On 2014-04-18 04:56, mhunt0 wrote:
>
> Hello
>
> It appears I’ll need to do a repair of my games partition, i.e. XP,
> using the XP installation disc. Before doing it, I like to know if
> doing that, if the ‘Grub’ will be deleted ?

Probably.
It can even destroy the entire disk.


Cheers / Saludos,

Carlos E. R.
(from 13.1 x86_64 “Bottle” at Telcontar)

… no wonder I hate Windows…

You do know XP is dead… why bother…

:wink: Well, I would guess that to some people, this would be important (though not to me):

On 2014-04-18 07:56, Fraser Bell wrote:
>
> caf4926;2637656 Wrote:
>> You do know XP is dead… why bother…
>
> :wink: Well, I would guess that to some people, this would be important
> (-though not to me-):
>
> mhunt0;2637645 Wrote:
>>
>> … my games partition …

There is no reason not to keep using XP, if you have software you
need/like (example, a game), as long as you disable internet, and
perhaps also local networking. And do not install anything more, and be
extra careful with “data” media you bring in.

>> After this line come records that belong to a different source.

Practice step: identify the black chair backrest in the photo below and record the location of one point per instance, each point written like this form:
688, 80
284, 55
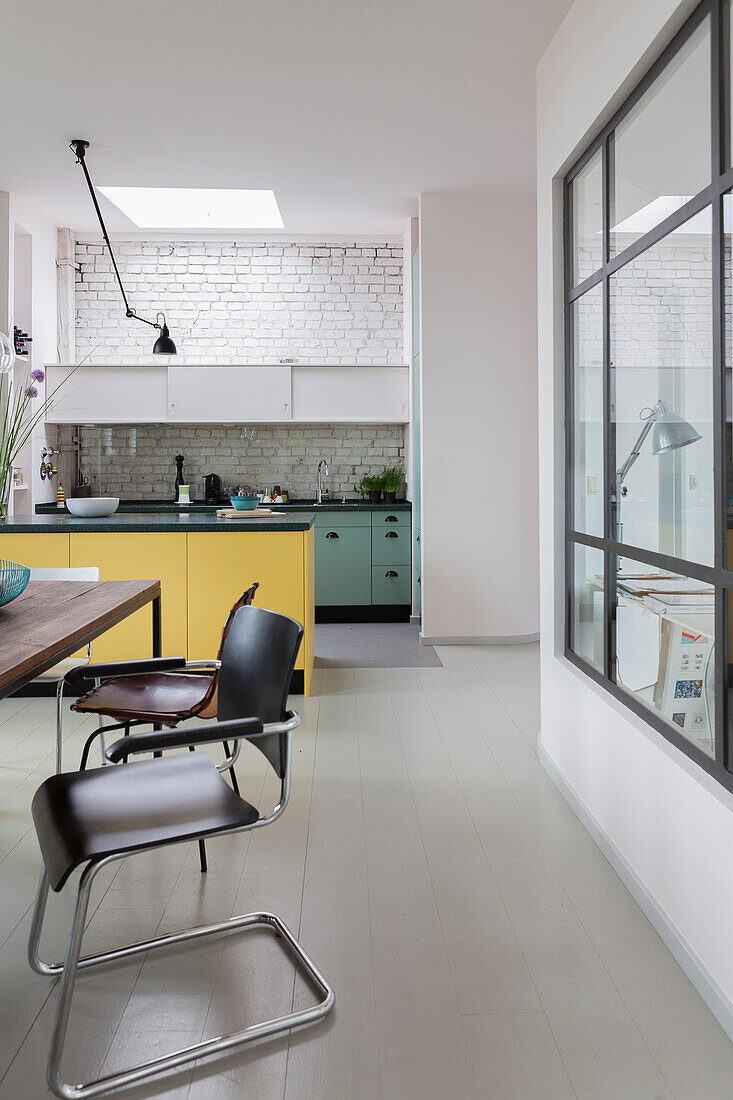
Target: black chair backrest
256, 671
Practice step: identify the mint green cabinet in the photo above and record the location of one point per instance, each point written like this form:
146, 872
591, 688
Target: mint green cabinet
391, 584
391, 547
343, 562
390, 520
363, 558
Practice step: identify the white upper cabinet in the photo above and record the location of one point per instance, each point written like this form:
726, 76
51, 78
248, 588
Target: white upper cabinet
107, 394
226, 394
350, 394
177, 393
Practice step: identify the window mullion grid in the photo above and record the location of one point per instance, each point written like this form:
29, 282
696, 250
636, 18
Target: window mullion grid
719, 574
609, 568
719, 95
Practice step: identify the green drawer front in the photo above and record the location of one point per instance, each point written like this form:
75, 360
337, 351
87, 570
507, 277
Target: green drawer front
391, 547
336, 519
391, 520
391, 584
343, 559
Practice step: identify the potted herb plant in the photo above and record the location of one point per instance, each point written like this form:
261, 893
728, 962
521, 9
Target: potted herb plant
393, 479
371, 486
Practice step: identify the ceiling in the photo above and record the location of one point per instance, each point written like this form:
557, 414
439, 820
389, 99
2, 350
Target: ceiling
348, 109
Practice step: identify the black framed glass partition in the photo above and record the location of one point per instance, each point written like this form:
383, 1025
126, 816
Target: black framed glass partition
648, 344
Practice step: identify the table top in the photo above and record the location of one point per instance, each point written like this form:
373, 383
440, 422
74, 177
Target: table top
51, 619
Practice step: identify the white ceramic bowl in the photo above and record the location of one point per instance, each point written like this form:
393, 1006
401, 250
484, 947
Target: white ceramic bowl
90, 506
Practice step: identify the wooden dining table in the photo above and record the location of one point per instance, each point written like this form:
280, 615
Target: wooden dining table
52, 619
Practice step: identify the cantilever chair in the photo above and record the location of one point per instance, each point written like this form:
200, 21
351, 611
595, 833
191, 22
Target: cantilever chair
94, 817
155, 691
163, 691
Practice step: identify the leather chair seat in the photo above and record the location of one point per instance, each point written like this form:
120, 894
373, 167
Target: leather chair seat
87, 815
155, 696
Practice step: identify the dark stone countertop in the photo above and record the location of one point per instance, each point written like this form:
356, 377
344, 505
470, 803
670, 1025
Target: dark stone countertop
154, 521
164, 507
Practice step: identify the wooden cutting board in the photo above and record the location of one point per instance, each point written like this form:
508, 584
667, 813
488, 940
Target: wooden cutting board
252, 514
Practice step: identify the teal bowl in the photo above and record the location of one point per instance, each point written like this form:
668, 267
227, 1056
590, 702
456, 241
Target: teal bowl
13, 580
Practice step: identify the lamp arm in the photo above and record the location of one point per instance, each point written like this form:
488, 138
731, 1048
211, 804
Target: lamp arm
622, 473
78, 147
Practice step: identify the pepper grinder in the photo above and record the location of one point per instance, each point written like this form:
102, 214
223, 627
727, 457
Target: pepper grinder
179, 476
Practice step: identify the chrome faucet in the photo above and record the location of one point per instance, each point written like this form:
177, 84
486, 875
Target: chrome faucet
323, 465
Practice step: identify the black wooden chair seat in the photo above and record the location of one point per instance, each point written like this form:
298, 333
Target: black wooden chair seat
88, 815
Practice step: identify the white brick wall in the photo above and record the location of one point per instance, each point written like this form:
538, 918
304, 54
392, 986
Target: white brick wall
138, 462
229, 303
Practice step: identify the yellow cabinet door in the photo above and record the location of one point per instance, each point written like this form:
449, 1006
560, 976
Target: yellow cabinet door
222, 564
36, 549
132, 556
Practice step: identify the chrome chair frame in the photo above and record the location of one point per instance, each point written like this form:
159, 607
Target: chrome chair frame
75, 961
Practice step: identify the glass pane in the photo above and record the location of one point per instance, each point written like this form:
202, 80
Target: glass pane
728, 344
662, 149
587, 601
665, 647
587, 221
588, 411
662, 395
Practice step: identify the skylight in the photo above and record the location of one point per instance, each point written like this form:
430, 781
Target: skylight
196, 207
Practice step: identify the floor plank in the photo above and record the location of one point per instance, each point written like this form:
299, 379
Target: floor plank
478, 942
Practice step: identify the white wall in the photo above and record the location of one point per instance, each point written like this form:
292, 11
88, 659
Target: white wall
668, 826
479, 425
43, 329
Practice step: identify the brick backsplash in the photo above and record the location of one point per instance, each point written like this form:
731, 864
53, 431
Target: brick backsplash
137, 462
232, 303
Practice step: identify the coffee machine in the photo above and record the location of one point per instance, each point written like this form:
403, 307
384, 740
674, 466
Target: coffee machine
211, 488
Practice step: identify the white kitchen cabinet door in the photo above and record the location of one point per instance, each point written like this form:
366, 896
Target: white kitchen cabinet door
107, 394
226, 394
351, 394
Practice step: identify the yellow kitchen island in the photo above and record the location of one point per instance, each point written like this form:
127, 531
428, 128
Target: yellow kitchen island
204, 564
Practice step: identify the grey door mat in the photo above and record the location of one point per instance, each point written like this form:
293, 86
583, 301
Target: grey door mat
372, 646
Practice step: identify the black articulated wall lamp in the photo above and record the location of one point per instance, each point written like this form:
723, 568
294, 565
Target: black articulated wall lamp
164, 344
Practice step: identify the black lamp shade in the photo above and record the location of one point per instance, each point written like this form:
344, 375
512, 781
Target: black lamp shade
164, 344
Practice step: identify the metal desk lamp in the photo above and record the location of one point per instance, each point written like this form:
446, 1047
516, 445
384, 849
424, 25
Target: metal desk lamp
669, 432
164, 344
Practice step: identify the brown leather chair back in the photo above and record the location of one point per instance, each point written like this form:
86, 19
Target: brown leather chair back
207, 708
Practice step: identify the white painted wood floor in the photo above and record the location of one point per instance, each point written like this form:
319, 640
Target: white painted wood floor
479, 944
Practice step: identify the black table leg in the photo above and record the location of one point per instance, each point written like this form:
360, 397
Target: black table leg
156, 627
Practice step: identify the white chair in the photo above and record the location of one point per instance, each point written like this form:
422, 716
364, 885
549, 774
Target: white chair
57, 673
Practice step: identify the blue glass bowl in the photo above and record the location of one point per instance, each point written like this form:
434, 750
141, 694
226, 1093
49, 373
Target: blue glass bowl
13, 580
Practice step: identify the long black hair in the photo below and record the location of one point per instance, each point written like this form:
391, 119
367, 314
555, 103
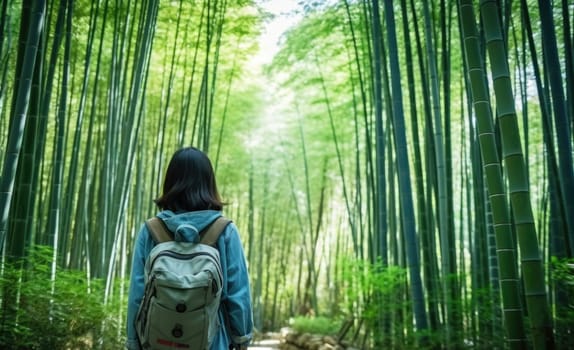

There are people using Linux versions as old as that.


Cheers / Saludos,

Carlos E. R.
(from 13.1 x86_64 “Bottle” at Telcontar)

On 2014-04-18 05:26, mhunt0 wrote:
>
> … no wonder I hate Windows…

To clarify.

The install DVD from Windows 7, the real one made by Microsoft, allows
you to install on any partition and not touch the rest. An OEM disk may
do anything, at the choosing of its manufacturer, not necessarily your
choices. The recovery media of my laptop destroys every partition,
leaving the computer in the status it was when I bought it.

And that is W 7, which is more modern, and aware that you may wish to
install other systems - although they expect those other systems to be
other Windows. With Windows XP, I simply do not remember, but I do
remember many disaster histories of people lamenting they had lost their
Linux after installing Windows. Often it was just Lilo/grub, but not always.

So, you do need to make a good full backup of your Linux,. in a manner
that you can be sure to recover anything. To prepare for the worst, even
if it doesn’t come to that.


Cheers / Saludos,

Carlos E. R.
(from 13.1 x86_64 “Bottle” at Telcontar)

It’s a games partition, I play multiplayer games like DCU Online there, the only thing I remember doing before this was installing Chrome as sometimes I open the browser to search for game info, I can only think it was Chrome that messed up the XP.

As far as I read online there’s no driver for my GPU (Radeon 4670) that works for W7 and since it’s just a game partition I don’t mind keeping XP where the driver works perfectly.

I suppose I’ll do a full re-install. I think that If I do a full install of XP, the Suse partitions won’t be touched but Grub will be lost. I searched here for ‘restoring grub’ some links are broken and other suggest I do a ‘repair’ from the Suse disc.

I wish it just have a ‘restore Grub’ since it seems something that happens to several people.

If it doesn’t work, guess I’ll repeat the Suse installation after XP.

But your existing XP is updated? Hopefully it’s legal too.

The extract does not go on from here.